13) Cuando Dios separó los estratos de la vida, puso a los alegres en la punta de la pirámide. Pero pronto se dio cuenta de su error. Con tanta risa y carcajadas inocultables, nadie podía tomar en serio las Sagradas Escrituras.

14) Cuando de satisfacer el apetito de los leones se trataba, los romanos enviaban por delante a los alegres. Con la esperanza de que los leones los disfrutaran sin riesgo de contraer enfermedades gastrointestinales. Pues sabido es que la carne de animal corajudo genera trastornos de tipo diarreico.

15) La música más triste de Schubert pone al alegre de excelente humor. Es la música que andaba buscando tanto tiempo para acompañarlo en sus momentos de infortunio. A partir de ese momento tiene todo en las manos: desconsuelo y música colmada de nostalgia melancólica.
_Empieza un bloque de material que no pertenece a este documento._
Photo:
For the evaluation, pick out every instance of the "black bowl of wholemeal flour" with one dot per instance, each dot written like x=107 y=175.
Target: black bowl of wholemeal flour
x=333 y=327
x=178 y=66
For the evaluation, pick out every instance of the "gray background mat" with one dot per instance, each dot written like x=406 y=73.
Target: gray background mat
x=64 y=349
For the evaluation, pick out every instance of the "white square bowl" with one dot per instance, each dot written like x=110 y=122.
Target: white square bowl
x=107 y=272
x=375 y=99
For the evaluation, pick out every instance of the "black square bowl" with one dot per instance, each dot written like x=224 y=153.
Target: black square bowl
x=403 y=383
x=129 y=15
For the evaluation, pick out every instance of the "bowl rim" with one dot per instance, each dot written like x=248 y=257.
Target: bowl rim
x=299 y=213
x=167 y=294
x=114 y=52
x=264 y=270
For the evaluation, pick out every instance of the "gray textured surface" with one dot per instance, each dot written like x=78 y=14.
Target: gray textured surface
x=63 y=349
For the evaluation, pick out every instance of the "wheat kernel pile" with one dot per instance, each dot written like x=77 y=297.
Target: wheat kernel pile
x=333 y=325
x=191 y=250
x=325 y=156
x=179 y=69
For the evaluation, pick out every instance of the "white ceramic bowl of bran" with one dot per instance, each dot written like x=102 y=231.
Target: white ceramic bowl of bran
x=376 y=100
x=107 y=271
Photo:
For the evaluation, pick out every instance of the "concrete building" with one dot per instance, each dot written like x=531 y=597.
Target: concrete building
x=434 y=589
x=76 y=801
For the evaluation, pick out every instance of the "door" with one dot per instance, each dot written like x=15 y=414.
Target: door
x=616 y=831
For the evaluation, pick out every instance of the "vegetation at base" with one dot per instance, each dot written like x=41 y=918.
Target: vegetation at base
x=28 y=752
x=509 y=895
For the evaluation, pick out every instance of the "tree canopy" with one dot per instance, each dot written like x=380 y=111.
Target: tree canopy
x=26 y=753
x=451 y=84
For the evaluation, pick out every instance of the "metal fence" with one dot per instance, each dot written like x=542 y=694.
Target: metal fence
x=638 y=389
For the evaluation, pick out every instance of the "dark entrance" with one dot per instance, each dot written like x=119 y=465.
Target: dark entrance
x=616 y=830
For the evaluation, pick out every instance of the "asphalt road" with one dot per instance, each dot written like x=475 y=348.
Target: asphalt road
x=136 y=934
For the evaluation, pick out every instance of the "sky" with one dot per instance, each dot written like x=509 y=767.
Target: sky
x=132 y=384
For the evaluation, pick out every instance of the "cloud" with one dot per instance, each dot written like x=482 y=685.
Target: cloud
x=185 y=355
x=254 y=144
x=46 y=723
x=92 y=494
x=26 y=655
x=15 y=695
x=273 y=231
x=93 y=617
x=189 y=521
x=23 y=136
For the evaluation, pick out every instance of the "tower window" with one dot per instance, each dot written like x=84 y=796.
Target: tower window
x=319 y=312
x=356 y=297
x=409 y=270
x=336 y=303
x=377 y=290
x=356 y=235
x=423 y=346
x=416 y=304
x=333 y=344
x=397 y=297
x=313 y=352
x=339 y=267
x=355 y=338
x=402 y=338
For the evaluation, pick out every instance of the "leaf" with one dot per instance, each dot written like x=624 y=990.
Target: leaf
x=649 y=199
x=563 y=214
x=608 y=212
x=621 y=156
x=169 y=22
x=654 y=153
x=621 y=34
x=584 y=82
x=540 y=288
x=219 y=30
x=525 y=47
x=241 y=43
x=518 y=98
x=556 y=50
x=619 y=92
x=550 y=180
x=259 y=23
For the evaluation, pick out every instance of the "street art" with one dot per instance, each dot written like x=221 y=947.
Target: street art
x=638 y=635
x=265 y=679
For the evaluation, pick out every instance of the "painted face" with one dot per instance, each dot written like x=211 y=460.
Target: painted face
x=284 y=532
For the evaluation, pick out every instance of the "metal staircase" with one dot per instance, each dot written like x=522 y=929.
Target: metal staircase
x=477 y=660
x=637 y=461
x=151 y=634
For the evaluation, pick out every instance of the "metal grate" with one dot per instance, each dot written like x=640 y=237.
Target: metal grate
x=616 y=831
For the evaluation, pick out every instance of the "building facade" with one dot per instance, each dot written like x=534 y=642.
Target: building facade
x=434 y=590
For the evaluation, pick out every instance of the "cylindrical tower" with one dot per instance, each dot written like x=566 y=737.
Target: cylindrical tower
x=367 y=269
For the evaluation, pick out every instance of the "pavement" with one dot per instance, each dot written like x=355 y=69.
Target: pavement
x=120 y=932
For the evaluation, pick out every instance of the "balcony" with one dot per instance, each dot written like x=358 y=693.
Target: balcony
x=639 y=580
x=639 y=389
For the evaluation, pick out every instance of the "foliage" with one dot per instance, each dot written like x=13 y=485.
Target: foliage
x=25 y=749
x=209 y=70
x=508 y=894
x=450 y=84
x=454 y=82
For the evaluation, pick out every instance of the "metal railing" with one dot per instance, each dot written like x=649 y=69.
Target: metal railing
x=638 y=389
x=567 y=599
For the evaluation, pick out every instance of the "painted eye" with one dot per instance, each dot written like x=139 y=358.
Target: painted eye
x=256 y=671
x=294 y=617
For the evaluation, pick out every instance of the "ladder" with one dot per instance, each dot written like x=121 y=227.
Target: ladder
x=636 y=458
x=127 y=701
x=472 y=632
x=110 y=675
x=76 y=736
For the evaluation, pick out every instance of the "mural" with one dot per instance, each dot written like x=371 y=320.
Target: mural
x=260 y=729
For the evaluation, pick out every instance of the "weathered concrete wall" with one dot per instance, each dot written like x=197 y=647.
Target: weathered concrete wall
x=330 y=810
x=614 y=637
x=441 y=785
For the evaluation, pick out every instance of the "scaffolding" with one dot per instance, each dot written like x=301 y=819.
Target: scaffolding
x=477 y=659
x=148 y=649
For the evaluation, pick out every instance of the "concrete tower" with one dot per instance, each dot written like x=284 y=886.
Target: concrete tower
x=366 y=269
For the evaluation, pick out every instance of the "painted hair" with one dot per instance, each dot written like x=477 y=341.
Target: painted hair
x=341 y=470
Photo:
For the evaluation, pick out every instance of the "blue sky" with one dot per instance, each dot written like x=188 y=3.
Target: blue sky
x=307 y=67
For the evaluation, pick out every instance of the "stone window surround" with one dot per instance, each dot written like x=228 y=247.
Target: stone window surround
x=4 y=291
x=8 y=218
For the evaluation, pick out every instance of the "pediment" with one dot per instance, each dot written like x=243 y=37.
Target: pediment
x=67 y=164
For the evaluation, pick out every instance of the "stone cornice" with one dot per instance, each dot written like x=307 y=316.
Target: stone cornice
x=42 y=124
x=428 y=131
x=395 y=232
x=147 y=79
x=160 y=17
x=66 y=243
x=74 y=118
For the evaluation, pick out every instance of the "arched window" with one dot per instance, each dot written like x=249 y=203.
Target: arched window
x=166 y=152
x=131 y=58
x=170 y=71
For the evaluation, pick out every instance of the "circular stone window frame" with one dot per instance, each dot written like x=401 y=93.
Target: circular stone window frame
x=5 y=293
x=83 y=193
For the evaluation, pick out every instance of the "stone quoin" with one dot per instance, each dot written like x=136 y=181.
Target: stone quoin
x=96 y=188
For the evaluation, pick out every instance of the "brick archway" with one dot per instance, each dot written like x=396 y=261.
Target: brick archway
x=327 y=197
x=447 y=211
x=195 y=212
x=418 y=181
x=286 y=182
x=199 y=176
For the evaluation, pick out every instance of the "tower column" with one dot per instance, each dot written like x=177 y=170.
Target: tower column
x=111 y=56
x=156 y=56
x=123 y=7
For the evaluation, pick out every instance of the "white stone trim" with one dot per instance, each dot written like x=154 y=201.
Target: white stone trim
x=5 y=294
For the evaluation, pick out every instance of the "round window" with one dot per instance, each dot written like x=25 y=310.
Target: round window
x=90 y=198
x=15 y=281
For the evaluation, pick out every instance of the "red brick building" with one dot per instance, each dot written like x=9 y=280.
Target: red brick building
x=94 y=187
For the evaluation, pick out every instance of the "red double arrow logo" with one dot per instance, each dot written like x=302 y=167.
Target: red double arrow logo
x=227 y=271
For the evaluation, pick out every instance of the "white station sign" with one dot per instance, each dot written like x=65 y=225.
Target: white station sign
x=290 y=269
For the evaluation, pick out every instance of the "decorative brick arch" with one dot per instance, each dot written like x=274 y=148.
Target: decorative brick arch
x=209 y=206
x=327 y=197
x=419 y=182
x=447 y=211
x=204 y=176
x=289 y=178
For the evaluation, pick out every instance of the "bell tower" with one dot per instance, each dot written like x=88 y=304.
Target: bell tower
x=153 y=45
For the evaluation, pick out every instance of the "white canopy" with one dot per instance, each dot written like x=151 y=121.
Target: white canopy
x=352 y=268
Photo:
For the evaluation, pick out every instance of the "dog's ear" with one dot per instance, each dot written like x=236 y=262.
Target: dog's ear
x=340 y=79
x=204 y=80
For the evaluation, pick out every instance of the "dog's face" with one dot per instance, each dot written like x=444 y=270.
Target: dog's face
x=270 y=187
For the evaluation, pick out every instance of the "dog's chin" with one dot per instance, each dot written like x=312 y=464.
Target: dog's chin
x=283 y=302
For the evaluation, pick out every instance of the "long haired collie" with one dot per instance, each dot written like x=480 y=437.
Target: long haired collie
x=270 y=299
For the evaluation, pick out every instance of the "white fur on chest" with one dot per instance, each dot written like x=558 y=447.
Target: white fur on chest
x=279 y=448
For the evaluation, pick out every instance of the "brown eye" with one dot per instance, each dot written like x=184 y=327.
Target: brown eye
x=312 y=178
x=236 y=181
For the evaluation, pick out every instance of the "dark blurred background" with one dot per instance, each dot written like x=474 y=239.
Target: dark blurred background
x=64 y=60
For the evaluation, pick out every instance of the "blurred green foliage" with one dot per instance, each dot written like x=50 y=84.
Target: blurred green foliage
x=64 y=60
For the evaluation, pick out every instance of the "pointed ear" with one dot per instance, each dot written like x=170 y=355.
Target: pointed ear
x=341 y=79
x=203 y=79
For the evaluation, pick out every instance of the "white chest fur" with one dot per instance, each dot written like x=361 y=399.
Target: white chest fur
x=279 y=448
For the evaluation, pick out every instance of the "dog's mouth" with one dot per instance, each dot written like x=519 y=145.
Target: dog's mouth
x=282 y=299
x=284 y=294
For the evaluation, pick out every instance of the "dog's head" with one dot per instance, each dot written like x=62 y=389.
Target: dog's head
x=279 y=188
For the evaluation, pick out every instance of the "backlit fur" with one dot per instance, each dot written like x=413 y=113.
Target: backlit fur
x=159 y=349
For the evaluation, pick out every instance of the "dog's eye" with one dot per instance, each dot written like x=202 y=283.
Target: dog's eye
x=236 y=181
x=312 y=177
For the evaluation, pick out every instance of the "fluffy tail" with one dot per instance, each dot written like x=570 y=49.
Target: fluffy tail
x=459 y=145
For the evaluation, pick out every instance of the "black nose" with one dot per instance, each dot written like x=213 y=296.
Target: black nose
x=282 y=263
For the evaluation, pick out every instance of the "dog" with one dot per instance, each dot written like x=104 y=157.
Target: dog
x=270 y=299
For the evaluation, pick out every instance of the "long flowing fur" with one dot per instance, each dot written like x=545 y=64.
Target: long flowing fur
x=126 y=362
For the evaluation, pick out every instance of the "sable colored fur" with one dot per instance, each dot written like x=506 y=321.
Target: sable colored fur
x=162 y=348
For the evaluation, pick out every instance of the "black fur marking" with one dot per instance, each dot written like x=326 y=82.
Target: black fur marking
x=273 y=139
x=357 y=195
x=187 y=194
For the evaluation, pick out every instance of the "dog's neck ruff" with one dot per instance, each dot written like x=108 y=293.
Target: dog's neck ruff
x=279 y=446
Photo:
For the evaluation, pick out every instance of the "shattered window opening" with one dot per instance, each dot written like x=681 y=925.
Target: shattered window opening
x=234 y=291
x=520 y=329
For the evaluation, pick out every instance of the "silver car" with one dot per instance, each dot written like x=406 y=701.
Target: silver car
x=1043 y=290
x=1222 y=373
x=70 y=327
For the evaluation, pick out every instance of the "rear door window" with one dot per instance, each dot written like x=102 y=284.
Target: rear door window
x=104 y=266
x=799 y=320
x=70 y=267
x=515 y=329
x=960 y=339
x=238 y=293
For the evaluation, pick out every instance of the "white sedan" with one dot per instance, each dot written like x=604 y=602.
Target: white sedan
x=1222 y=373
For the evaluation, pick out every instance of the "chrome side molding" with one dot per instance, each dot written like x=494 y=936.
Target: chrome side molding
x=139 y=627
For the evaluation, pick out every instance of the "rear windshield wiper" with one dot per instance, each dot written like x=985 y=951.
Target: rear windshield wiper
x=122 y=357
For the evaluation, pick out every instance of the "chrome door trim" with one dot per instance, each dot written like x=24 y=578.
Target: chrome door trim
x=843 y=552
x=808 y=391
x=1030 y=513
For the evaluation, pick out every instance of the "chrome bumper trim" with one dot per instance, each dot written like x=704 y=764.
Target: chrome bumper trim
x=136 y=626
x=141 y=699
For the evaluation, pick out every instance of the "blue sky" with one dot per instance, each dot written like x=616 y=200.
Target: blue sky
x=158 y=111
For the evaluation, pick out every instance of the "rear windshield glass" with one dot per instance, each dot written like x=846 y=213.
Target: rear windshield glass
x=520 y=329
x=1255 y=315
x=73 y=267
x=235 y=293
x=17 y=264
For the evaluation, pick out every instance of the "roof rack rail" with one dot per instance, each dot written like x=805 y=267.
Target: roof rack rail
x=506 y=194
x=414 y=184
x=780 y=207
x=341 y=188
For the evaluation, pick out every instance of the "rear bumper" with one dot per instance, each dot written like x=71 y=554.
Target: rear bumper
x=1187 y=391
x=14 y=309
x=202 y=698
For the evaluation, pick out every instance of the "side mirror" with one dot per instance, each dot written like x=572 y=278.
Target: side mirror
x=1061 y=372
Suficientes motivos para pasarse una noche de agasajo. Cuando menos inolvidable. Localiza entonces a su novia, que si en ese momento está con su amante, mejor todavía. Ya no le falta nada para sentirse colmado de dicha.

16) Los alegres aborrecen ir a un parque de diversión la mañana del domingo. Ver que todo mundo está contento les provoca inquina. Prefieren detenerse en las rejas de los jardines de niños. Y desde ahí mirar el embrión del dolor.

17) No suelen escuchar el Himno a la Alegría. Lo consideran un pleonasmo.

18) Los alegres visitan los templos cuando —cosa rara— están de pésimo humor. Contemplar las imágenes de la Pasión los mueve al llanto, y de ahí a la risa hay un solo paso.

19) Los alegres se abstienen de hacer bromas. Es suficiente con la broma que significa estar vivo.